Le déclic : retrouver son souffle
Le vrai changement est arrivé un soir de mai. J'ai repris mes lectures, notamment Le Guide d'une Grossesse en Bonne Santé A à Z qui m'avait déjà bien aidée pour le premier trimestre. Même s'il est très axé sur la grossesse elle-même, le relire m'a permis de me reconnecter à l'idée de prendre soin de moi pour mieux prendre soin de lui. J'ai compris que mon stress bloquait tout. L'ocytocine, l'hormone qui permet au lait de sortir (et qui aide aussi l'utérus à reprendre sa place, ce qui provoque des tranchées parfois douloureuses), déteste le stress.
J'ai arrêté de regarder la montre. J'ai changé de position, j'ai empilé des coussins, et j'ai juste attendu qu'il soit prêt. Petit à petit, la succion est devenue moins douloureuse. Les crevasses ont cicatrisé. L'allaitement exclusif, recommandé jusqu'à 6 mois par l'OMS, me paraissait être une montagne infranchissable au début ; aujourd'hui, c'est juste notre quotidien, un moment de calme entre deux tempêtes de pleurs.
Quelques conseils de maman débutante (et pas d'experte !) :
- Hydratez-vous énormément, la soif qui vous prend dès que le bébé tète est réelle et immédiate.
- N'attendez pas d'avoir mal pour appliquer de la crème protectrice.
- Si vous le pouvez, faites-vous aider par une amie qui a déjà allaité, juste pour qu'elle vous dise que vous faites de votre mieux.
Un chemin qui nous appartient
Aujourd'hui, alors que l'été s'installe doucement, le rythme est enfin là. Ce n'est pas parfait, il y a encore des soirs où je me sens comme une simple source de nourriture sur pattes, mais le lien qui s'est créé est indescriptible. Chaque fois que je sens ce picotement dans ma poitrine, je sais que mon corps travaille pour lui.
Si vous êtes dans ces premières semaines floues et douloureuses, ne soyez pas trop dure avec vous-même. Chaque goutte compte, et chaque maman trouve sa propre voie, qu'elle soit faite de pompage, de mise au sein directe ou d'un mélange des deux.

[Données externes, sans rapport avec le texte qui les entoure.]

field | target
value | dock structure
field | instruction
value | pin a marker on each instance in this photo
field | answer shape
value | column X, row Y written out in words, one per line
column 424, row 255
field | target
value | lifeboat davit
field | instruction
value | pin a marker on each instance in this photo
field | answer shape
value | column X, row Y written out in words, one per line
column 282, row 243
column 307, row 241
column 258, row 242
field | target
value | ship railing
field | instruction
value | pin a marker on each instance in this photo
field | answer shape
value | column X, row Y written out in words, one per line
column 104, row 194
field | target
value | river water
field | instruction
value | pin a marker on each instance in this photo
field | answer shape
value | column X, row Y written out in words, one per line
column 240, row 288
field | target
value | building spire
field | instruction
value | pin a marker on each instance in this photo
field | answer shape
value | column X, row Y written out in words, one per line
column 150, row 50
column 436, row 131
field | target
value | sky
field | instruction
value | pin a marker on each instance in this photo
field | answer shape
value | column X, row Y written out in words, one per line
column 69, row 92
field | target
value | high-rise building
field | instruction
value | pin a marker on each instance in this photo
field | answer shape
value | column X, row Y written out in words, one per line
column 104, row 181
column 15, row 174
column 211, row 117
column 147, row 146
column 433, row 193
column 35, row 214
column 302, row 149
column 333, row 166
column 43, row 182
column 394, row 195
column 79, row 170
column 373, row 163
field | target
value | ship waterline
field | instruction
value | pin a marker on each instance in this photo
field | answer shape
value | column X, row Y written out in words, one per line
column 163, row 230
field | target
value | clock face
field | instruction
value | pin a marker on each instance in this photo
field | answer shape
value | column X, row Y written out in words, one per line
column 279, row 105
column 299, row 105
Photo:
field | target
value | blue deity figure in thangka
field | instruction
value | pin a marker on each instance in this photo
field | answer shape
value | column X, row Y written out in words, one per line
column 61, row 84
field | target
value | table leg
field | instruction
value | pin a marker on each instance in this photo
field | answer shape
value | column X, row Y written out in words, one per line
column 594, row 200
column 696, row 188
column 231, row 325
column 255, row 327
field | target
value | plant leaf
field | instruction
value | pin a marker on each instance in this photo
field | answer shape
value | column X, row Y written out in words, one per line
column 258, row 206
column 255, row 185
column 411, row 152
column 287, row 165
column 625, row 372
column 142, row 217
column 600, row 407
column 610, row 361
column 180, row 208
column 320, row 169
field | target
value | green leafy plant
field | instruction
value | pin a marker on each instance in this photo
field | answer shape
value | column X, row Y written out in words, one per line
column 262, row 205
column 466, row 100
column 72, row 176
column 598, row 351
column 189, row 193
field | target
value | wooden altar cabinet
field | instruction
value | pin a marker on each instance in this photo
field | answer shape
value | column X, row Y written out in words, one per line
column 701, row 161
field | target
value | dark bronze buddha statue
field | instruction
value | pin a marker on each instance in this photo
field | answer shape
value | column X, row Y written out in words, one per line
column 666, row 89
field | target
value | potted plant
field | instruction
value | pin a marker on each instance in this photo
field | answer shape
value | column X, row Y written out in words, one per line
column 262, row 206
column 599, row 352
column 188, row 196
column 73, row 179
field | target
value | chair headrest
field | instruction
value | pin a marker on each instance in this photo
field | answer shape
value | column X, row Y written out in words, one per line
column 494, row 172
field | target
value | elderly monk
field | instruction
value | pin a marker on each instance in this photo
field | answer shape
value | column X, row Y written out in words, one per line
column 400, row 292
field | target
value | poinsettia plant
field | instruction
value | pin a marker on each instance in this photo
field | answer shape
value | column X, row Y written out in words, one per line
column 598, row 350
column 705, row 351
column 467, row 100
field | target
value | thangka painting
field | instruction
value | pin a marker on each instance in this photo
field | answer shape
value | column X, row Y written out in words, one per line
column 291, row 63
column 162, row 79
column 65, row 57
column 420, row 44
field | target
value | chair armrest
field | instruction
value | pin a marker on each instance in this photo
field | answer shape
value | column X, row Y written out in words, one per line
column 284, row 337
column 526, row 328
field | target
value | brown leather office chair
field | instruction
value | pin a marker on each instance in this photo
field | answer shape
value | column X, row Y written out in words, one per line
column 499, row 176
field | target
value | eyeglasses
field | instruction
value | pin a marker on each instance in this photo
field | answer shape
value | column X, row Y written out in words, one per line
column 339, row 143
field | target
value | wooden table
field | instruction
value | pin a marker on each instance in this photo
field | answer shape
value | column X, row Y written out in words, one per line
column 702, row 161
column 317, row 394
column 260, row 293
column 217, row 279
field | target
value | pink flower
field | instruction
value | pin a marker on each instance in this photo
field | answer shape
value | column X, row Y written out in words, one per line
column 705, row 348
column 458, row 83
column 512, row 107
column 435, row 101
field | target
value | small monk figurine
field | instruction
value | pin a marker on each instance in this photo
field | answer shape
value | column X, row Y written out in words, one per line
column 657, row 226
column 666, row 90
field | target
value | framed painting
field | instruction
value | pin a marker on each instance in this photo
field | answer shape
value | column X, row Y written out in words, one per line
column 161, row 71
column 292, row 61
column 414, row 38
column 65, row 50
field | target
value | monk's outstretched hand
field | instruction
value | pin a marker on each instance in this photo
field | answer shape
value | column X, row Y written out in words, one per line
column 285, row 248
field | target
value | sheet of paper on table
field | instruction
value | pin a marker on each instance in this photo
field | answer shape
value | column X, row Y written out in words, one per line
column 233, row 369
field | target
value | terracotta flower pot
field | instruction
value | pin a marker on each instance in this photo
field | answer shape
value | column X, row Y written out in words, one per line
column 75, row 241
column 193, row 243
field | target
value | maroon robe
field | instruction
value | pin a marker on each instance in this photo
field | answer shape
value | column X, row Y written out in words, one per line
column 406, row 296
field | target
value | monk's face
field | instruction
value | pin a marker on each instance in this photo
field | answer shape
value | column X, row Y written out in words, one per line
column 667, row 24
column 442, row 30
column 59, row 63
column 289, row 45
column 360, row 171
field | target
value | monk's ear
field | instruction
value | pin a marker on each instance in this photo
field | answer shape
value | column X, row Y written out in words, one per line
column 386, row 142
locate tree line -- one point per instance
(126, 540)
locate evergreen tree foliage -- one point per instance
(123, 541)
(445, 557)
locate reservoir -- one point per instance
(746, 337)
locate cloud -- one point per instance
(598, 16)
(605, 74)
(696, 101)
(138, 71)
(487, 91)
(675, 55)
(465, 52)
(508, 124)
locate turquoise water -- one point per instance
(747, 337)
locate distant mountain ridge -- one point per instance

Pour celles qui veulent se préparer un peu mieux que moi aux étapes qui précèdent, je ne peux que vous conseiller de vous entourer de bonnes ressources comme ce guide que j'adore, qui reste une base rassurante quand on a l'impression que tout nous échappe.
Allez, je vous laisse, j'entends un petit gazouillis qui va bientôt se transformer en sirène d'alarme. Courage à toutes les nouvelles mamans de Strasbourg et d'ailleurs, on finit par y arriver, une tétée après l'autre.